We are satisfied that the work removed is the simplest and easiest part of an interline clerk's work and certainly does not warrant payment of that rate to machine operators, but, as before stated, due to the lack of definite information we are unable to say what, if any, increase should be made in machine operators' rates as a consequence of the change. It is a question rather of quality than quantity of the work so far as they are concerned, and it is one as to which the parties should endeavor to negotiate a rate if the work is to continue to be handled as it now is, which seems to be a reasonable and economical method, and the case will accordingly be remanded to the parties with directions to make a survey of the actual facts in this respect and endeavor to agree upon the matter. If agreement cannot be reached it will be necessary, in order to comply with the schedule agreement, to bulletin the disputed phase of the work to the interline seniority, and if the parties cannot agree upon a proper rate and classification the case may be brought back to the Board with more definite information supplied.

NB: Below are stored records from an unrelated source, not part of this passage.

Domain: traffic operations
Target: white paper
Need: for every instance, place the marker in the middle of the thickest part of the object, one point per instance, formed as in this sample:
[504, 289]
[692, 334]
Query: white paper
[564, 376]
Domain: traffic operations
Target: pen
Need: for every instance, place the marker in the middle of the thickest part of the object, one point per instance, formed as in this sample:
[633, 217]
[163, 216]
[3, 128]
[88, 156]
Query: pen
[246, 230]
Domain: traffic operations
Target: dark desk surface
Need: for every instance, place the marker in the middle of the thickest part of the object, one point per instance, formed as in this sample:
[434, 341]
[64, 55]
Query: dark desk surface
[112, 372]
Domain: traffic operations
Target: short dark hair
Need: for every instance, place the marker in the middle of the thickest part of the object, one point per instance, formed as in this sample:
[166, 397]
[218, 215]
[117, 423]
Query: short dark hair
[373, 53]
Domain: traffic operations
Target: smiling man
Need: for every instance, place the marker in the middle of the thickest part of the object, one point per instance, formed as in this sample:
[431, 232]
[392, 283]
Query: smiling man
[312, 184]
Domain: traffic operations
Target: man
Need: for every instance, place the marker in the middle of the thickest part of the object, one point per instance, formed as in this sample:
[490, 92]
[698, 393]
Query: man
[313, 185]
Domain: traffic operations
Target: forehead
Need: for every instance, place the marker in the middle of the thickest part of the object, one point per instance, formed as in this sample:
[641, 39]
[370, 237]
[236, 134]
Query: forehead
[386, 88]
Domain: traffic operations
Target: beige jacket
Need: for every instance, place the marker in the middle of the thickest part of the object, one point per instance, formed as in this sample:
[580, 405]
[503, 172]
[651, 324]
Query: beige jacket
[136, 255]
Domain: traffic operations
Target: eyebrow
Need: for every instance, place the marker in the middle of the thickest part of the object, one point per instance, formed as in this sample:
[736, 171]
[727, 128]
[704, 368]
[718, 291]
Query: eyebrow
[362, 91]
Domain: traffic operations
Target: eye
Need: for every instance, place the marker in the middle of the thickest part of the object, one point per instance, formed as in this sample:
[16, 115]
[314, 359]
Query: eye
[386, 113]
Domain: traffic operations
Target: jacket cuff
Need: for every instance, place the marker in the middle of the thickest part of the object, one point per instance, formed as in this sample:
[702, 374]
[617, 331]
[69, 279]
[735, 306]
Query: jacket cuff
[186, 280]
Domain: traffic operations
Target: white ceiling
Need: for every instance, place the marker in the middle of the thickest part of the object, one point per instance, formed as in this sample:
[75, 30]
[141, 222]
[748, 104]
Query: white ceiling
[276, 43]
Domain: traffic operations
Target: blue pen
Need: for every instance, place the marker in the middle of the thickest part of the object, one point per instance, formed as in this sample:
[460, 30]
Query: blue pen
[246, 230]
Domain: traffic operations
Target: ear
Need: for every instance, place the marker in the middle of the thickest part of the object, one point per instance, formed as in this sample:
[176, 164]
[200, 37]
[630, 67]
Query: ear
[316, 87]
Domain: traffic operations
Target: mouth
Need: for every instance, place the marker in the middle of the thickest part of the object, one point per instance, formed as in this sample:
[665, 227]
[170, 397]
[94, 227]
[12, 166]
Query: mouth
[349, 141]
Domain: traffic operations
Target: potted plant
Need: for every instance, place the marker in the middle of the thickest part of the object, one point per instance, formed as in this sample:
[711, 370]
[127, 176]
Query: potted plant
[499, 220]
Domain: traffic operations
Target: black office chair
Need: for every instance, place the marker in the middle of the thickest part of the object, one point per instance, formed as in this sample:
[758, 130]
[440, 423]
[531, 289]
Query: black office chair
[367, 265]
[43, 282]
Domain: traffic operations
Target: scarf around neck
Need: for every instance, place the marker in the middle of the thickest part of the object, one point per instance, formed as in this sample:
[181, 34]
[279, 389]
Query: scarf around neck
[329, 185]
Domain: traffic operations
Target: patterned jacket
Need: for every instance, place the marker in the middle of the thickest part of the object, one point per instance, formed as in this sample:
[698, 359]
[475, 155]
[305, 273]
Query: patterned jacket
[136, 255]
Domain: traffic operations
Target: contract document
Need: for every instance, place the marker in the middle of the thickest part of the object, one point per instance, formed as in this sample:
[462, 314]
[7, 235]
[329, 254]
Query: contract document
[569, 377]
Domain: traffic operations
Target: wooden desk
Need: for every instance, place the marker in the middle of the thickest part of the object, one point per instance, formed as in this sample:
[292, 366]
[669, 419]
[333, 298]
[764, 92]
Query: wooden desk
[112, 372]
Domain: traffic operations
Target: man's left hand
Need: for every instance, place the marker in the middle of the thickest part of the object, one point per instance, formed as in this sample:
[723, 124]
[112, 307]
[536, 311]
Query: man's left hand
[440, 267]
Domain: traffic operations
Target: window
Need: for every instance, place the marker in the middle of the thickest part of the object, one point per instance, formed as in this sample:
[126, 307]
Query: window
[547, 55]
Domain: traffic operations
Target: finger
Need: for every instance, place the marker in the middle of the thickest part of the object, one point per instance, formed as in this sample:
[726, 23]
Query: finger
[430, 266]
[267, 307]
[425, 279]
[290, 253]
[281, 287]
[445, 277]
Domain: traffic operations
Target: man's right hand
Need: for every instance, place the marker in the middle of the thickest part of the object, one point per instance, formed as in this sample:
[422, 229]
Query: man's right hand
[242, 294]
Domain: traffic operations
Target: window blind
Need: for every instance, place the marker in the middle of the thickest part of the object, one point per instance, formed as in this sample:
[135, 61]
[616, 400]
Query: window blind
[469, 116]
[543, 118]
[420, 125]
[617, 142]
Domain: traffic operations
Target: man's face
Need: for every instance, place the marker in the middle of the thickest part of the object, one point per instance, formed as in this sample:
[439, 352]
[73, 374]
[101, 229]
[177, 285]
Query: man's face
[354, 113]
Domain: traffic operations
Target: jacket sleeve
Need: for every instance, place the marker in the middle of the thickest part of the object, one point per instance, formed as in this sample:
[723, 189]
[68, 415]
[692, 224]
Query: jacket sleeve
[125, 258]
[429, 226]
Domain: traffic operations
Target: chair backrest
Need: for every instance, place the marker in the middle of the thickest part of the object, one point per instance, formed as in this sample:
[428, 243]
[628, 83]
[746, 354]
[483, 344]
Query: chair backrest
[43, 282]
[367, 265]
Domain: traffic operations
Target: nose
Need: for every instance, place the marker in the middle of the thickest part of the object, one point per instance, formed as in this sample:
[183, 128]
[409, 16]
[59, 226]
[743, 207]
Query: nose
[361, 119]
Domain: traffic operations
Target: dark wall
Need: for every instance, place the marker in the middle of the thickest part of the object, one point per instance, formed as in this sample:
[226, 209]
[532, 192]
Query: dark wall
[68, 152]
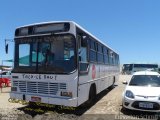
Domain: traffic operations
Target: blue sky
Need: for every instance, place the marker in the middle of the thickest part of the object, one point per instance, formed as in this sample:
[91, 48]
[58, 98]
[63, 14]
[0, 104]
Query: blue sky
[131, 27]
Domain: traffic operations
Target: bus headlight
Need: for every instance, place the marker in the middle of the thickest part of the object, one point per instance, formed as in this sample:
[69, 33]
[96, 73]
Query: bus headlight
[67, 94]
[13, 89]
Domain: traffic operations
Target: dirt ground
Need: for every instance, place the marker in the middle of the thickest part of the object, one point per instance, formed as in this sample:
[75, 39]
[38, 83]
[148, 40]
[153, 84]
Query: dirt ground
[108, 106]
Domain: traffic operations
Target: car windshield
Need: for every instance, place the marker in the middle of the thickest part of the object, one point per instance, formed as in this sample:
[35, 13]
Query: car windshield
[47, 54]
[145, 80]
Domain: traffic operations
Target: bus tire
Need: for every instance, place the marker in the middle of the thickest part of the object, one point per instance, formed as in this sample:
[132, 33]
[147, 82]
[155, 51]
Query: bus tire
[92, 96]
[32, 104]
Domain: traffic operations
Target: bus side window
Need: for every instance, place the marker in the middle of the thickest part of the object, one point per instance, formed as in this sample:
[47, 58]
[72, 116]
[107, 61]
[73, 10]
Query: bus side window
[83, 58]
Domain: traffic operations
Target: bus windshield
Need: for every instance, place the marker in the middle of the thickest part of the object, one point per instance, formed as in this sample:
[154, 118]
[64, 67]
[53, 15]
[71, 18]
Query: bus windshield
[47, 54]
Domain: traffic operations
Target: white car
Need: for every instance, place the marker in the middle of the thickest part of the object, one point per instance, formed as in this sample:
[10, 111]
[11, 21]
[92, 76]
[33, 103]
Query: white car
[142, 92]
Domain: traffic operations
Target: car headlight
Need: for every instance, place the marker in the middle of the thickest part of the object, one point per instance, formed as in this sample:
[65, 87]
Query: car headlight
[129, 94]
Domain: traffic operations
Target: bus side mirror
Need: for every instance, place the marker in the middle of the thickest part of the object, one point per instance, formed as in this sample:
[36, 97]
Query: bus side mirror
[6, 48]
[125, 82]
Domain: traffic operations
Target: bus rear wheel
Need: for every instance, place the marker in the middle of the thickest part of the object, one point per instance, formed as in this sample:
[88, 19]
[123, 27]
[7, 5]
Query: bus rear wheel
[91, 97]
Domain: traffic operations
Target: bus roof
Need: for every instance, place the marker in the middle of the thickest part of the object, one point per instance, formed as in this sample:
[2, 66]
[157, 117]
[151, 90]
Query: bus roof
[50, 22]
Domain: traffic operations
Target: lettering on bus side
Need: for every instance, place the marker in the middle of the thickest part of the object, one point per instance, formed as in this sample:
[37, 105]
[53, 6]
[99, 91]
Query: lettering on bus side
[38, 77]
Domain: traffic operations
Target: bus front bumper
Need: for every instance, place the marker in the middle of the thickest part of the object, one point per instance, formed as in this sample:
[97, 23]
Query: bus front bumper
[72, 102]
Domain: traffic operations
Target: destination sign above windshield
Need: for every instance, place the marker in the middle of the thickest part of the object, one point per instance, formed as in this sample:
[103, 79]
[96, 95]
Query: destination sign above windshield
[42, 29]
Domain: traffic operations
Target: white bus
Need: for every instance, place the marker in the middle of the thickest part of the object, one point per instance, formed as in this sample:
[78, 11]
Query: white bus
[61, 63]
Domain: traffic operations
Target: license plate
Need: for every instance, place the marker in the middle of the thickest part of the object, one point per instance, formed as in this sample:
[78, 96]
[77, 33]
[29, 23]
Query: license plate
[35, 99]
[145, 105]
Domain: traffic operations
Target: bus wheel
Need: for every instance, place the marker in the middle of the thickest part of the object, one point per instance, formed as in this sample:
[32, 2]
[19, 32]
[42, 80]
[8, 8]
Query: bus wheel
[32, 104]
[92, 95]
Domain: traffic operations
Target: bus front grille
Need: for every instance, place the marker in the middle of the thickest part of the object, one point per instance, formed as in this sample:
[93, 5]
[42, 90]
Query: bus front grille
[39, 87]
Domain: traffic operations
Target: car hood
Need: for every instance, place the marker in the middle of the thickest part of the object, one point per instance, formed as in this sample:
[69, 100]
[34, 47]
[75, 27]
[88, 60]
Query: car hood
[144, 91]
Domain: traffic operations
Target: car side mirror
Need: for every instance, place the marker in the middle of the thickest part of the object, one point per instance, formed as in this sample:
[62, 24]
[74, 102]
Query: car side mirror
[125, 82]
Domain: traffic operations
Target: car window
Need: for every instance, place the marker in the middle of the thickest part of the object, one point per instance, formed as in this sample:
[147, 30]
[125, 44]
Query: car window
[145, 80]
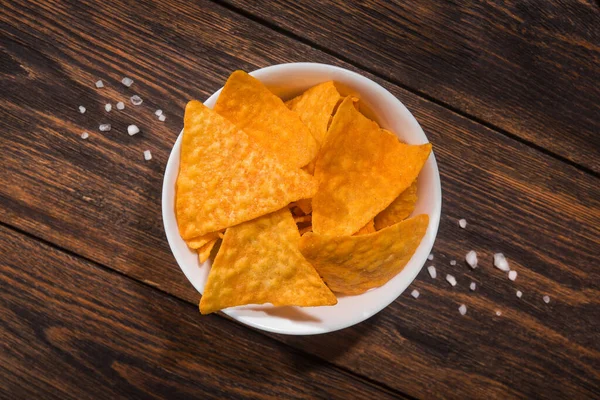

FINDINGS: The Third Division of the Adjustment Board, after giving the parties to this dispute due notice of hearing thereon, and upon the whole record and all the evidence, finds and holds:


That the carrier and the employes involved in this dispute are respectively carrier and employes within the meaning of the Railway Labor Act, as approved June 21, 1934;


That this Division of the Adjustment Board has jurisdiction over the dispute involved herein; and


That the removal of the work involved without agreement was contrary to Rule 21, and the case is remanded to the parties for disposition in accordance with the Opinion.


                  AWARD


Case remanded.

            NATIONAL RAILROAD ADJUSTMENT BOARD

            By Order of Third Division


        ATTEST: H. A. Johnson Secretary


        Dated at Chicago, Illinois, this 18th day of November, 1938.